Mobility and smart city
One notable plan for the utilisation of AI by the Indonesian government is to provide a smart traffic management solution by processing data collected through CCTV and other data sensors, in order to provide real-time traffic information to road users, improve traffic queues by optimising traffic light configurations and evaluate road usage. Another interesting use of AI envisaged by the Indonesian government is the management of disaster risks, where AI systems will be trained to predict potential occurrences of earthquakes, forecast floods by observing precipitation and flood simulations, and predict volcanic eruptions by learning seismic data and other relevant geological information.
Current Regulatory Framework for AI in Indonesia
Despite the elaborate ideas that Indonesia’s technocrats have planned for in the National Strategy White Paper, several weaknesses were recognised as potentially bottlenecking a smooth and effective adoption of AI by the Indonesian public.
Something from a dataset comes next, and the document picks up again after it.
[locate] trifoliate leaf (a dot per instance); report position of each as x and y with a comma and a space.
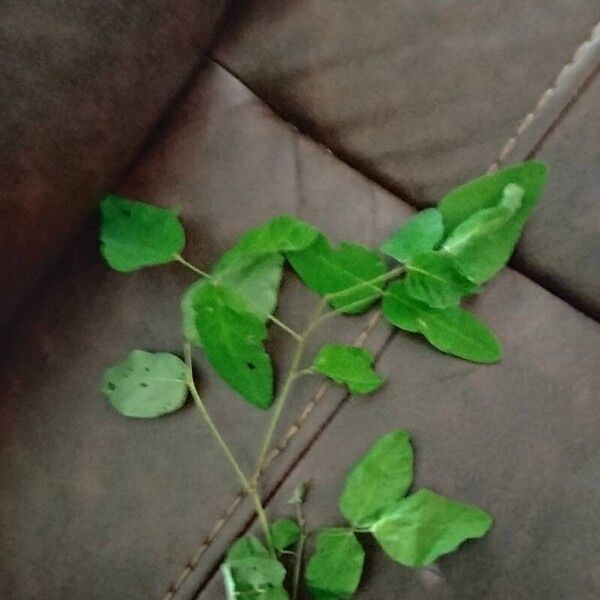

Among these is the lack of national regulations governing the ethics and policies of responsible AI development and utilisation in Indonesia.
Currently, Indonesia still lacks a clear regulatory framework for the development and use of AI by the public and private sectors. Indonesia still relies on existing legislation to address questions related to the development and utilisation of newly emerging AI models – eg:
These regulations are, unfortunately, very general in their scope and do not directly address AI-related issues that may arise from the development and use of AI systems in Indonesia.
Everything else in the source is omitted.